Who: Konono N°1,
Where: The Reykjavík Art Museum,
When: May 11, 2007
Konono N°1 is an unusual African band that has gotten critical acclaim in recent years. Best known for their usage of the unusual instrument likembé, also known as a thumb piano, the founder of the group Mawangu Mingiedi discovered a novel way to mic up his likembé using magnets from old car parts. Joining Mingiedi were two other likembé players, a singer, and three drummers who use Kongos, drums and pots and pans.
Walking into the hall of the art museum I could feel the history of the Kinsasah people gushing from the sound of their traditional African music mixed with the sound of likembé, which reminded me of the sound from Nintendo computer games. The female singer was grinding her mic stand like their was no tomorrow and I felt it was a shame that concert promoters hadn’t supplied a straight mic stand which would have gone much better with her dancing.

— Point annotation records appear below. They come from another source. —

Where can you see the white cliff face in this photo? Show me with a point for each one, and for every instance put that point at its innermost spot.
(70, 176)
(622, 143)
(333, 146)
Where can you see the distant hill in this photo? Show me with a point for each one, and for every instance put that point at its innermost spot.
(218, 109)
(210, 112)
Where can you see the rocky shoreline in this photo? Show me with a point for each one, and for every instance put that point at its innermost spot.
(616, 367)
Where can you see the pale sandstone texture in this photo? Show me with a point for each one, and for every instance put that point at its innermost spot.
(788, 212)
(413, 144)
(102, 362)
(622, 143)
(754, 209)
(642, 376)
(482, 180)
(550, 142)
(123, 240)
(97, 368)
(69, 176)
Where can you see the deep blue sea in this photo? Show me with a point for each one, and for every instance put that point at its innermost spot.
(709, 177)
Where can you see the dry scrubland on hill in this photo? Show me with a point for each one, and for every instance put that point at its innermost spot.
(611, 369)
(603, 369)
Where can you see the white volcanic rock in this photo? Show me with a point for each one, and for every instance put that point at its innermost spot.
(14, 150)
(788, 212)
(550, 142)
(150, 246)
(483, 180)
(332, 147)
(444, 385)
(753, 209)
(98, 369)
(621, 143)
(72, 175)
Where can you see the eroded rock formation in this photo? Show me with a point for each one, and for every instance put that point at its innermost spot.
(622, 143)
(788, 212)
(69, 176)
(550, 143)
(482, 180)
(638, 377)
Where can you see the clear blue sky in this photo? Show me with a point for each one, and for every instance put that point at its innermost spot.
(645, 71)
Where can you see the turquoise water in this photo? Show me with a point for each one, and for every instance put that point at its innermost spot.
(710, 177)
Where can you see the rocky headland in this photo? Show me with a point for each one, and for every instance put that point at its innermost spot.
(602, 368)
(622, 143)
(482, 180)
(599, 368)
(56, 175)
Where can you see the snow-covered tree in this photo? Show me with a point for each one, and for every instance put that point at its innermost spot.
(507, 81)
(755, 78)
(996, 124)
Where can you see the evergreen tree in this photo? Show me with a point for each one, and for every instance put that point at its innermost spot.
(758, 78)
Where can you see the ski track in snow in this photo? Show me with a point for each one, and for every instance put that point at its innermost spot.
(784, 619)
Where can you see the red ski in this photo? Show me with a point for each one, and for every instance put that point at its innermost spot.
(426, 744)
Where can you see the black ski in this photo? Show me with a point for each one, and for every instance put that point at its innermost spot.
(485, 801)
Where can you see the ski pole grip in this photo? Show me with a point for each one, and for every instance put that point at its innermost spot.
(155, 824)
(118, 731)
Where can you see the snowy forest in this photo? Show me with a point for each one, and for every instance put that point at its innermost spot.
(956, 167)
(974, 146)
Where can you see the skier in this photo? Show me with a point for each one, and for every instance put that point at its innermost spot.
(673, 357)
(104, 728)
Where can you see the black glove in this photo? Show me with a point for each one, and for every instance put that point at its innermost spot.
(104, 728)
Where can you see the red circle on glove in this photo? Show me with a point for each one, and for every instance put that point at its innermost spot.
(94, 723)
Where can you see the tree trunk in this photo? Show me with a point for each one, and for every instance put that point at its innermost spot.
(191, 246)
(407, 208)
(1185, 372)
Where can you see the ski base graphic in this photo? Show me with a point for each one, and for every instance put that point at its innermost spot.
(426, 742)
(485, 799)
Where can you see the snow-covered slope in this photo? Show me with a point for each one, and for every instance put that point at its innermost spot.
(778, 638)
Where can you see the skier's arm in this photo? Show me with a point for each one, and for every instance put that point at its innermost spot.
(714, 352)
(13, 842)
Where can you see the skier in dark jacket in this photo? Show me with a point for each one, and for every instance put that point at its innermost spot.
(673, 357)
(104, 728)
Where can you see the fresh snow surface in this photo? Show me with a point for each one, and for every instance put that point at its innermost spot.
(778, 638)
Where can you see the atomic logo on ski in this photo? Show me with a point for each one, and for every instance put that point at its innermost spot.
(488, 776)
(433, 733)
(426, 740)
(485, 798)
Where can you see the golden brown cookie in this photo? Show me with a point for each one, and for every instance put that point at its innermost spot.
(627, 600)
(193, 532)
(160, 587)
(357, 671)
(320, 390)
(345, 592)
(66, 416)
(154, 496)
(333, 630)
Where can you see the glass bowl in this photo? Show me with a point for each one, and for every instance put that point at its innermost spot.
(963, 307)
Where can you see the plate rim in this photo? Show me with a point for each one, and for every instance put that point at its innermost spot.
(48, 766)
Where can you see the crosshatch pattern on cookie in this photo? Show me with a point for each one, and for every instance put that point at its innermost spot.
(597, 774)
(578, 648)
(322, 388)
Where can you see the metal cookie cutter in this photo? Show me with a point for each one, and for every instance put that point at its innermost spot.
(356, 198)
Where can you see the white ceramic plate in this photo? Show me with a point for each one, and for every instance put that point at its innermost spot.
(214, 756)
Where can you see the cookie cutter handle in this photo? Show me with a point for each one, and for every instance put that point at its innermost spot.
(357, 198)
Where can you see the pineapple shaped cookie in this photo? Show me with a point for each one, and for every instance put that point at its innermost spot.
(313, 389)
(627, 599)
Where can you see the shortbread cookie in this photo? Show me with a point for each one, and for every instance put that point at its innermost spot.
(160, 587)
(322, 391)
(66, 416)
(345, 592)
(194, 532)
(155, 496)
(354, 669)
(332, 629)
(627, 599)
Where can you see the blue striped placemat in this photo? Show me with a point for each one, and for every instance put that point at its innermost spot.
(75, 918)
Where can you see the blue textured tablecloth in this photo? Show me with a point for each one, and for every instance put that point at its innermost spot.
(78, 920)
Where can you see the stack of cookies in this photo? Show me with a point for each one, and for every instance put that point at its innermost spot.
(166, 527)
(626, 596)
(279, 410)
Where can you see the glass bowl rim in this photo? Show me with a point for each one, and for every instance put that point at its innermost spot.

The male singer played bass likembé, while dancing and singing at the same time, and you could watch each one of the drummers in awe.
People loved the music, which was something you can’t really imagine until you hear it. It was hypnotizing, real and inspiring. It was a contagious happiness that even the rhythmless crowd could feel. People tried to keep their cool and resisted the urge to dance. It was repetitive music the way it should sound – powerful and pure. In the end, this gathering of uptight middle-aged people lost control. Everybody was dancing like a four year-old school girl on PCP.
After the band left the stage people were exhausted from their ass shaking ceremony, but managed to put together their hands and get an encore. The band reformed one by one, building up tension as each instrument laid like a brick in the heavenly wall of sound. Mingiedi, the Jimi Hendrix of the likembé, had been standing still all evening only moving his thumbs. Now he walked on stage dancing, shaking his hips like a twenty year old porn star in a music video. “What a cool dude!” I could hear many people utter.
I had asked for a musical spiritual experience but I got so much more. In the end, Konono N°1 had every rhythmless freak dancing. Hurray for the arts festival for making squares dance.
When I hear the term “World music” I automatically think of Nick Hornby’s negative connotation. He used the word describing how lame his next door neighbour was: “Ray was into whatever world music that was trendy at that time.” But when I think of my experience with world music it has been one of enlightenment and joy. Great artists such as Femi Kuti and African Black Mamboso come to mind. What Hornby was implying with his remark is that even though something is foreign and exotic it doesn’t mean it is any good. I was hoping for a musical spiritual experience among all the Rays in attendance that night, sipping their red wine and trying without success to forget they were middle-aged.